I have a chronic pain condition. When it is bad, I like to imagine this scenario. My issues is that my pain receptors have gone haywire and/or my brain misinteprets all stimuli as painful.
However, pain receptors exist biologically to keep us safe. Real pain is a warning sign that something is wrong and the body is in danger (ie; you touch something hot and pain receptors and nerves make you jolt your hand away before you’re burnt etc). If you remove them, you would never know when something is actually wrong and your body would be put at unnecessary risk of harm/infection/death.
The phenomenon you experience as pain _usually_ starts as a signal from a physical pain receptor somewhere in your body, but for people with chronic pain, the problem is how those signals get interpreted by the brain. They are effectively getting false positives, whether those receptors are being stimulated or not.
That’s why [phantom limb pain](https://www.ncbi.nlm.nih.gov/books/NBK448188/) is possible. There, the brain is interpreting pain signals as coming from receptors that no longer exist.
Why not amputate your head if you have a headache?
Cuz you need it for other things.
Pain indicates that your touch response and nervous system are intact. We have drugs that block the pain signals but they block other signals too.
Opioids are a good example. They stop pain but also slow smooth muscle contraction and induce respiratory depression. Overdo it and the person stops breathing. Overdo nerve treatments and you can cause nerve damage.

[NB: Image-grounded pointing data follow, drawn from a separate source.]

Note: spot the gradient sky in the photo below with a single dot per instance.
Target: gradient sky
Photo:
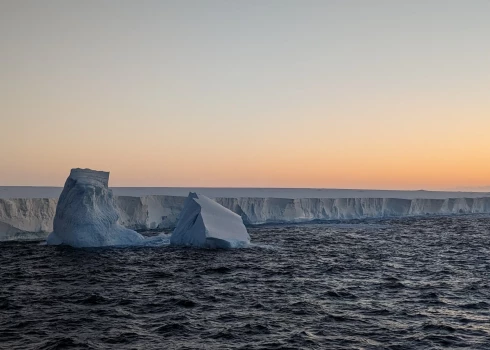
(332, 94)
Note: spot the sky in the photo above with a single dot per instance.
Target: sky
(321, 94)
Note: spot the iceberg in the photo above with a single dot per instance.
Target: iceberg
(204, 223)
(86, 214)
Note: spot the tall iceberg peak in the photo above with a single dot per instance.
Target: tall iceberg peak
(204, 223)
(86, 215)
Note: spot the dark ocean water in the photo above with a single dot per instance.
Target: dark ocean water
(387, 284)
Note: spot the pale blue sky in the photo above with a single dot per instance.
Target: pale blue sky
(254, 93)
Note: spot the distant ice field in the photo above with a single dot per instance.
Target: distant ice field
(54, 192)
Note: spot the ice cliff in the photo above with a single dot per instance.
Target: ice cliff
(18, 217)
(86, 214)
(204, 223)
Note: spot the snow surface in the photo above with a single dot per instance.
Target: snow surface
(203, 223)
(291, 193)
(35, 215)
(86, 214)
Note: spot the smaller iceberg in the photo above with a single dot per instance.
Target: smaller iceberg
(203, 223)
(86, 214)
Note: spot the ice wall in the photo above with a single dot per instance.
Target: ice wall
(156, 212)
(19, 217)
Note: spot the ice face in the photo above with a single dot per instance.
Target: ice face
(204, 223)
(86, 215)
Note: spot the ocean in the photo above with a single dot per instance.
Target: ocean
(409, 283)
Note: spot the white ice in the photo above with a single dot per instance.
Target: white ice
(86, 215)
(204, 223)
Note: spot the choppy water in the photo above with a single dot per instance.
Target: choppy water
(390, 284)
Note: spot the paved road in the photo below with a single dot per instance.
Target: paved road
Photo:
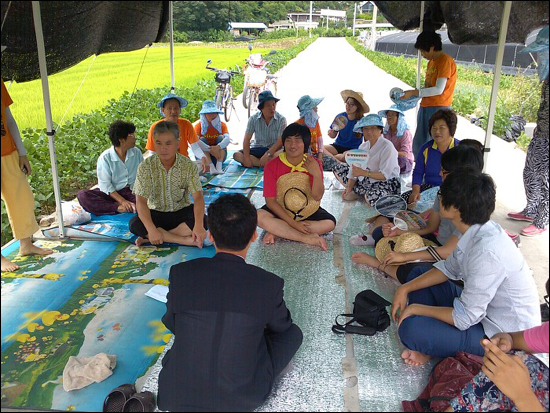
(331, 65)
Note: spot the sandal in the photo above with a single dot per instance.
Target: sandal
(115, 401)
(141, 402)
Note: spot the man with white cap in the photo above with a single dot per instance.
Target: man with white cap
(170, 108)
(267, 127)
(213, 135)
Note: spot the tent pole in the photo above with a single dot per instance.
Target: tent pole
(172, 46)
(373, 28)
(47, 108)
(496, 78)
(419, 62)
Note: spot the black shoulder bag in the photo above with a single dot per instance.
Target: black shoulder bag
(369, 315)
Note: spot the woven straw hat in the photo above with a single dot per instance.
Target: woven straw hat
(294, 195)
(407, 242)
(358, 96)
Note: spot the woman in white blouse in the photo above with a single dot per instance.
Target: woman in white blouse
(381, 177)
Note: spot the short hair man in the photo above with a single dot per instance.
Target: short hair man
(164, 184)
(233, 332)
(170, 109)
(499, 291)
(267, 127)
(116, 174)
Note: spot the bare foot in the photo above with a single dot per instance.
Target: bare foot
(8, 266)
(269, 238)
(34, 250)
(140, 241)
(364, 258)
(414, 358)
(316, 240)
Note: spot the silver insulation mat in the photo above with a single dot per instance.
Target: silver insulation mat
(316, 284)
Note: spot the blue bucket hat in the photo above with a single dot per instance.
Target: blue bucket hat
(209, 106)
(540, 46)
(306, 102)
(265, 96)
(392, 108)
(369, 120)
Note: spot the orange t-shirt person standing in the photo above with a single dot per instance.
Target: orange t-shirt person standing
(16, 191)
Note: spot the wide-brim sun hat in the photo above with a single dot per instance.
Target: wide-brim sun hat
(306, 102)
(540, 44)
(209, 106)
(294, 195)
(407, 242)
(265, 96)
(182, 101)
(358, 96)
(371, 119)
(392, 108)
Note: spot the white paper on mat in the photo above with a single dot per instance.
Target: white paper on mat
(158, 292)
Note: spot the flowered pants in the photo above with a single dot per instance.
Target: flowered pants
(482, 395)
(372, 191)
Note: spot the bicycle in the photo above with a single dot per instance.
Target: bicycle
(224, 90)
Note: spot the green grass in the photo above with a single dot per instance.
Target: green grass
(114, 73)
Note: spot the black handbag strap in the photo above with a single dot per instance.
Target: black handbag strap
(348, 328)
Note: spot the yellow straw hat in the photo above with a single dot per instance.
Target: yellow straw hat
(407, 242)
(358, 96)
(294, 195)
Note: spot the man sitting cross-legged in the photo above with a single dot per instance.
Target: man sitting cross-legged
(293, 189)
(233, 333)
(116, 174)
(164, 184)
(499, 291)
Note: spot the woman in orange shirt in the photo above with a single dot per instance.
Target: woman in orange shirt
(309, 117)
(213, 135)
(438, 88)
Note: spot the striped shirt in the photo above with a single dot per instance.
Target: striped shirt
(499, 290)
(167, 191)
(265, 135)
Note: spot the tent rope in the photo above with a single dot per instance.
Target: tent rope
(5, 16)
(76, 93)
(137, 80)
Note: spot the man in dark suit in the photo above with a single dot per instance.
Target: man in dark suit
(233, 334)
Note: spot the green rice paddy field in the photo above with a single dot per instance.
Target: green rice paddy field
(113, 73)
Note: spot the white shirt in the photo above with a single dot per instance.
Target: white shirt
(499, 289)
(113, 174)
(382, 158)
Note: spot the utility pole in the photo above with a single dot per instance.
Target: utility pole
(354, 15)
(373, 30)
(310, 17)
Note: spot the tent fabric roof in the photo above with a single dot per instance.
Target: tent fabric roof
(468, 22)
(76, 30)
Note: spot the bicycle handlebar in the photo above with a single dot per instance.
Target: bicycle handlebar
(232, 72)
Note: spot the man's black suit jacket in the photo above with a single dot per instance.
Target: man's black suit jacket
(219, 310)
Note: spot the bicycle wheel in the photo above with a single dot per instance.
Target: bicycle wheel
(228, 102)
(253, 102)
(246, 92)
(218, 98)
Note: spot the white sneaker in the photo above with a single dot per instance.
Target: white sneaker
(362, 240)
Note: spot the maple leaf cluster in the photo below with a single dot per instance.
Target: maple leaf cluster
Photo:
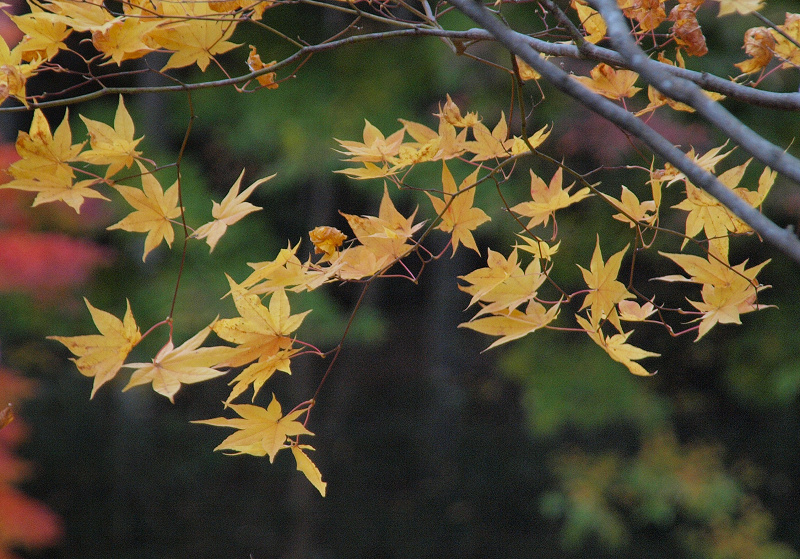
(514, 295)
(24, 522)
(262, 338)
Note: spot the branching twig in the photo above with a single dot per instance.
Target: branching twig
(784, 239)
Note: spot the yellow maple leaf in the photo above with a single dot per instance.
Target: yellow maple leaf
(742, 7)
(611, 83)
(727, 292)
(648, 13)
(255, 64)
(459, 217)
(101, 355)
(484, 280)
(195, 35)
(154, 211)
(538, 247)
(714, 219)
(605, 291)
(547, 199)
(632, 311)
(759, 44)
(489, 145)
(592, 22)
(327, 240)
(309, 469)
(452, 115)
(708, 161)
(259, 431)
(175, 366)
(124, 38)
(44, 166)
(447, 143)
(260, 372)
(43, 152)
(80, 16)
(6, 416)
(57, 187)
(13, 73)
(115, 146)
(617, 347)
(515, 288)
(260, 332)
(386, 235)
(514, 324)
(376, 147)
(633, 211)
(44, 36)
(232, 208)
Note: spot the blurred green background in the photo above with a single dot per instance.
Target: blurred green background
(544, 448)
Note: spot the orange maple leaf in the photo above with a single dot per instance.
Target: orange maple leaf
(6, 416)
(617, 347)
(154, 211)
(101, 355)
(387, 235)
(605, 291)
(611, 83)
(514, 289)
(456, 211)
(43, 36)
(309, 469)
(125, 38)
(514, 324)
(260, 332)
(260, 431)
(174, 366)
(195, 34)
(742, 7)
(232, 208)
(727, 292)
(633, 211)
(115, 146)
(485, 280)
(546, 200)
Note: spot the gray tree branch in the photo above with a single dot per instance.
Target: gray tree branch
(783, 239)
(689, 93)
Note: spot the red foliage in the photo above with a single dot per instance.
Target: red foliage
(24, 522)
(43, 265)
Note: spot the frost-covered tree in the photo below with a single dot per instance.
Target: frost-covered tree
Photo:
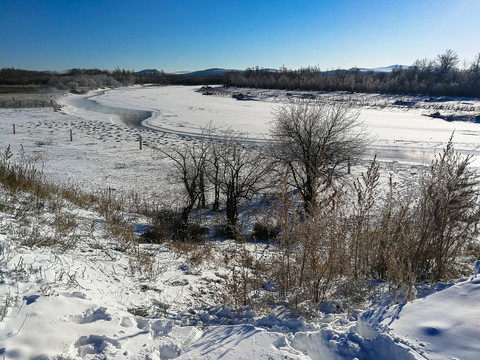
(314, 140)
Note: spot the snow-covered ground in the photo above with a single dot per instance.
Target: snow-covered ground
(95, 301)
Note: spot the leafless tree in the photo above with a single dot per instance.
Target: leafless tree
(314, 140)
(244, 171)
(189, 162)
(446, 62)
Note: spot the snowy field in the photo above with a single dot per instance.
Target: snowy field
(94, 303)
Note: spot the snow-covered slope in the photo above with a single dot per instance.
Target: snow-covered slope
(97, 301)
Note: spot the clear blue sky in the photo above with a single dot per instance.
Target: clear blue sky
(177, 35)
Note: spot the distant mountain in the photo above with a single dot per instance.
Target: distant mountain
(385, 68)
(208, 72)
(222, 71)
(148, 72)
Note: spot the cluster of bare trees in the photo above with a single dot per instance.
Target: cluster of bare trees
(353, 237)
(220, 168)
(441, 76)
(330, 230)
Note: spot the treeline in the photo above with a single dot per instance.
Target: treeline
(80, 80)
(436, 77)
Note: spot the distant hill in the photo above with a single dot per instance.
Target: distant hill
(385, 68)
(207, 72)
(222, 71)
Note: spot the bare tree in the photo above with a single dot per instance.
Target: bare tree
(446, 62)
(244, 171)
(314, 140)
(189, 162)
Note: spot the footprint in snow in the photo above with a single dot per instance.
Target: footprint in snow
(92, 315)
(95, 344)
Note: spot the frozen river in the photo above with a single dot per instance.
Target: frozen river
(397, 134)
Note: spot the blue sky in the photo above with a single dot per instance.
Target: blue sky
(180, 35)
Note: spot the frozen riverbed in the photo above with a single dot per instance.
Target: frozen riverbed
(397, 133)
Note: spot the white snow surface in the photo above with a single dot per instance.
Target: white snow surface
(93, 303)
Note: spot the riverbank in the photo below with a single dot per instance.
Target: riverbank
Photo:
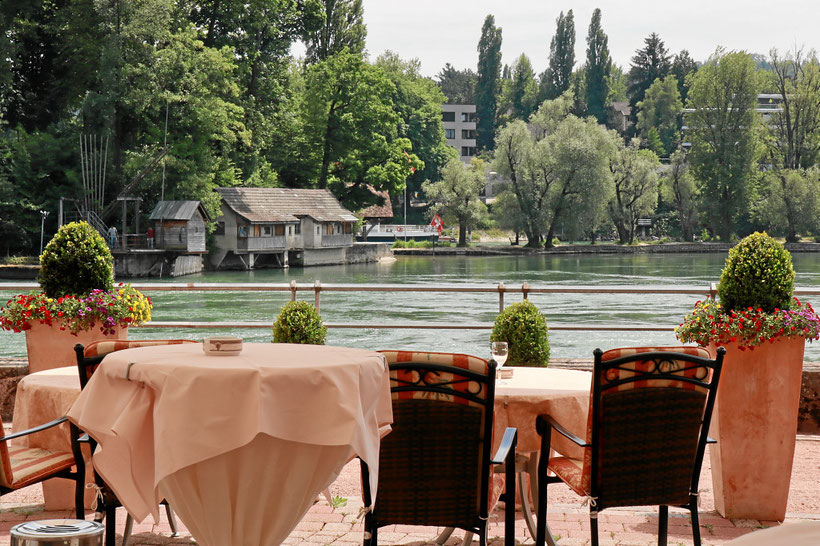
(483, 249)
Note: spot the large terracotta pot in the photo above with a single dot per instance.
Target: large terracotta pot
(755, 424)
(49, 347)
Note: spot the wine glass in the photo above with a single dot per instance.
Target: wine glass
(499, 351)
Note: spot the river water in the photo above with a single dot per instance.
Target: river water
(684, 270)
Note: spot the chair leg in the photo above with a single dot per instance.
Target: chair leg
(663, 524)
(593, 526)
(129, 527)
(693, 510)
(172, 520)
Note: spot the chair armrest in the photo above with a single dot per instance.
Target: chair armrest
(40, 428)
(507, 446)
(544, 421)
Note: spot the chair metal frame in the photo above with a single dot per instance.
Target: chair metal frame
(107, 501)
(597, 498)
(467, 388)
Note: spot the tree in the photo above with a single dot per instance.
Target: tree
(352, 130)
(723, 129)
(679, 189)
(487, 85)
(455, 196)
(598, 67)
(557, 78)
(649, 63)
(417, 101)
(635, 183)
(523, 90)
(458, 86)
(343, 27)
(660, 110)
(682, 66)
(794, 133)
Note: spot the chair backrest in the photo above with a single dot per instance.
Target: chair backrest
(90, 356)
(434, 467)
(650, 410)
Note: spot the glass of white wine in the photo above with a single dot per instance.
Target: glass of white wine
(499, 351)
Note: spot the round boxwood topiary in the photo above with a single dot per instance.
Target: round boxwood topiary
(758, 274)
(524, 328)
(299, 322)
(75, 262)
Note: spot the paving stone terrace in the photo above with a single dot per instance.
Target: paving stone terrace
(569, 521)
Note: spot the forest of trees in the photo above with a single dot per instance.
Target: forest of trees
(194, 96)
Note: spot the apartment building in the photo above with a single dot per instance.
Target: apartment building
(460, 128)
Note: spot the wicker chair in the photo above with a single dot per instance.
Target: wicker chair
(23, 466)
(88, 360)
(649, 417)
(434, 467)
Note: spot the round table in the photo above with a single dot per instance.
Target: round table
(239, 445)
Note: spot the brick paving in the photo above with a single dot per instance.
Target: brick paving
(341, 525)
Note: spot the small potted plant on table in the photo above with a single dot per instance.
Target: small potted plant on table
(78, 302)
(764, 329)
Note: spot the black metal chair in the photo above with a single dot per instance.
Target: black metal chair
(648, 427)
(22, 466)
(434, 466)
(88, 360)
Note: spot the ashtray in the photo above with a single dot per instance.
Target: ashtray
(222, 345)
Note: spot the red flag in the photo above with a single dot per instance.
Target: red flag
(437, 223)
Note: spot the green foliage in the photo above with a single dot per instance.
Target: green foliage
(524, 328)
(758, 274)
(558, 77)
(598, 67)
(76, 261)
(299, 322)
(488, 84)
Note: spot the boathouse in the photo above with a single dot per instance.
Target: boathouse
(279, 227)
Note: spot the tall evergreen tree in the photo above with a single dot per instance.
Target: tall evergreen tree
(599, 64)
(558, 76)
(649, 63)
(488, 85)
(343, 28)
(683, 65)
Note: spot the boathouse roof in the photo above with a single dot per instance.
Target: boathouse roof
(285, 204)
(178, 210)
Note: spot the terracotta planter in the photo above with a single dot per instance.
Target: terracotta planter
(755, 423)
(49, 347)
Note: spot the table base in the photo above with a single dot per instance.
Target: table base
(228, 500)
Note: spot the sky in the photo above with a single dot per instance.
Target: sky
(441, 31)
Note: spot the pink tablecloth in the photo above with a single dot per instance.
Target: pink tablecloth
(240, 445)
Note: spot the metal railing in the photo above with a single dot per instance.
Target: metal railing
(502, 290)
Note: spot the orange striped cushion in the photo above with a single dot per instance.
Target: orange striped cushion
(30, 465)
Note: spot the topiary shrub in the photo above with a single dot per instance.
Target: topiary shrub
(299, 322)
(758, 274)
(75, 262)
(524, 328)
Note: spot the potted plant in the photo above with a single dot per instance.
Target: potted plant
(299, 322)
(78, 302)
(763, 328)
(524, 328)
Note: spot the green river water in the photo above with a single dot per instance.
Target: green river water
(684, 270)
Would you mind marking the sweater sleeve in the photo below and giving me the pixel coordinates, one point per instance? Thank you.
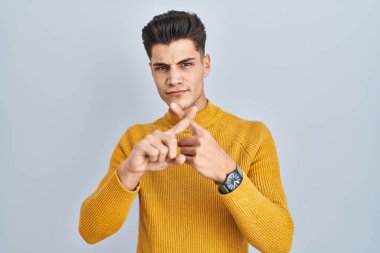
(259, 205)
(105, 210)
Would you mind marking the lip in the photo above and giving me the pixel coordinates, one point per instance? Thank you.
(176, 92)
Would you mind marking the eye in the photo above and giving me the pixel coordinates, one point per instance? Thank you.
(186, 64)
(161, 68)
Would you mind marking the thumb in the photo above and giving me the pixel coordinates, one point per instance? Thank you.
(195, 128)
(180, 159)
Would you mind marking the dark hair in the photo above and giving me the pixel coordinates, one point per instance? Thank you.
(171, 26)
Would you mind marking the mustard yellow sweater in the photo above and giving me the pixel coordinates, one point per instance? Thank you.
(182, 211)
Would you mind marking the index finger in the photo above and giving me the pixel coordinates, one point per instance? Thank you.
(184, 123)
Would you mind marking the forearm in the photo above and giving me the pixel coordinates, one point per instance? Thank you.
(266, 225)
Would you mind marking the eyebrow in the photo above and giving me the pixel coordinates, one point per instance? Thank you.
(182, 61)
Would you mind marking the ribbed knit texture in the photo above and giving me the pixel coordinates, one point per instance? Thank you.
(182, 211)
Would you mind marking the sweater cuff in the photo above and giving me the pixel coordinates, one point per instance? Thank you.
(117, 188)
(246, 194)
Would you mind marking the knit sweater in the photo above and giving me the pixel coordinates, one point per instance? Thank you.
(182, 211)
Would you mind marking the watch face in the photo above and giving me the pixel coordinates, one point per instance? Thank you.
(233, 181)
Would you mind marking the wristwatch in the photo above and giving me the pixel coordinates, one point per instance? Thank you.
(232, 181)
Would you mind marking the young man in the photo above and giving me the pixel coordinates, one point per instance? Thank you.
(207, 181)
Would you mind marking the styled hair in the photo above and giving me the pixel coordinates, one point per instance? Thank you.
(171, 26)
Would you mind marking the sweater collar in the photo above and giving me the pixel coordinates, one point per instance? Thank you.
(204, 117)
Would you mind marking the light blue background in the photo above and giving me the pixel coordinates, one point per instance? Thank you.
(74, 75)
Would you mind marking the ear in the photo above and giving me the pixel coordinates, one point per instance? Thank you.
(206, 65)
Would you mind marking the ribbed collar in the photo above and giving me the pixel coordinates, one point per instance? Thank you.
(204, 117)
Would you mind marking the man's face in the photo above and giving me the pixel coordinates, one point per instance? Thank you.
(180, 67)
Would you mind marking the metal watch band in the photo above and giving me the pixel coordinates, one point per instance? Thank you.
(237, 174)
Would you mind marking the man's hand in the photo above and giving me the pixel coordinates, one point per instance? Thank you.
(203, 153)
(155, 152)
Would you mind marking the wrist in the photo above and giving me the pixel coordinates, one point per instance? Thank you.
(128, 179)
(222, 176)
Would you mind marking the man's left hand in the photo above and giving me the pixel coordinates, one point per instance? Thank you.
(203, 153)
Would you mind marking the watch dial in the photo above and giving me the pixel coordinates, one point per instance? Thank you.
(233, 181)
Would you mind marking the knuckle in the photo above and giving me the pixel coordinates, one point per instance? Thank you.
(164, 150)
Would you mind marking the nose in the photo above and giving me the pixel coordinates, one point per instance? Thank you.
(174, 76)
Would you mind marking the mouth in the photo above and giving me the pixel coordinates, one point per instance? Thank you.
(176, 92)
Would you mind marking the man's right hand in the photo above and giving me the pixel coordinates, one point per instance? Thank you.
(155, 152)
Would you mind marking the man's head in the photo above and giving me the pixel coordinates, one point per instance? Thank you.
(175, 44)
(171, 26)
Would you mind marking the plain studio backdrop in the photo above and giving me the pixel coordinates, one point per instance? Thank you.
(74, 75)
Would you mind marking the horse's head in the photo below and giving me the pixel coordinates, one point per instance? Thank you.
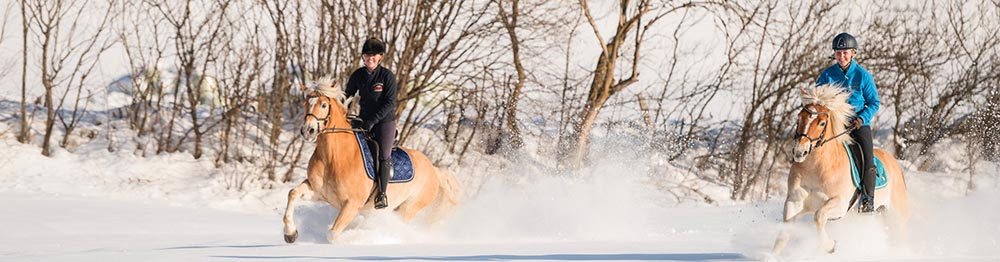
(823, 116)
(324, 108)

We do, kind of. It’s called a rhizotomy or a nerve ablation. Basically, it’s when a surgeon kills nerve fibers that are responsible for sending pain signals to the brain. Most people who have a rhizotomy experience pain relief immediately and will continue to be pain-free for several years (until the nerve recovers and begins to transmit pain signals again).
First of all there are millions of them all over your body. You’d basically be flaying and then gutting them to remove them all.
Secondly it may not do anything many times chronic pain is more to do with how their brain responds to a pain signal. Even in normal people it’s very individual. We can use fMRIs to get an idea how the brain works and see for tje same pain ‘signal’ going in people can report very diffefent experiences of pain.
Thirdly even if we invented a drug that disabled them all permanemtly you then have the problem where they will eg lean against a radiator and not realise their skin burning off. Some people are born with a condition where their brain doesn’t respond to pain and they often die young from stuff lile internal injuries or diseases they’ve no idea they had.
Even if you could, that is not desirable. You need to feel pain to know things like when you’re too hot or have a cut on your skin to make sure you tend to it and it doesn’t get infected. You know how people with diabetes sometimes can’t feel their feet so they will step on something sharp or get a cut, not notice, it will get infected and cause problems? If you couldn’t feel pain at all, your whole body would be like that.
Inability to feel pain natively is an extremely rare disorder sometimes called CIPA. Pepole with it tend to have short lifespans for the aforementioned reasons in addition to other stuff. CW, wiki page has a gross picture, but further reading here:
[https://en.wikipedia.org/wiki/Congenital_insensitivity_to_pain_with_anhidrosis](https://en.wikipedia.org/wiki/Congenital_insensitivity_to_pain_with_anhidrosis)
I have a version of this with the condition I have, Brown Sequard Syndrome, where my right side is weak (full feeling/pain but little strength) and my left side is the opposite (full motion/strength but little feeling/pain). Weirdest thing that has ever happened to me and literally a 1 per million people occurrence.
Can vouch that having pain receptors is a good thing, as in my fun time I work on Unlimited Hydroplanes (onboard cameras) and have severely burned my left leg multiple times on the turbine exhaust because I couldn’t feel it burning. Smelled it though. Cuts are the same, where it has to be pretty major to feel it. Would definitely vote to have pain, even if it had to be managed with drugs, just to know when you’ve harmed yourself enough to cause major damage.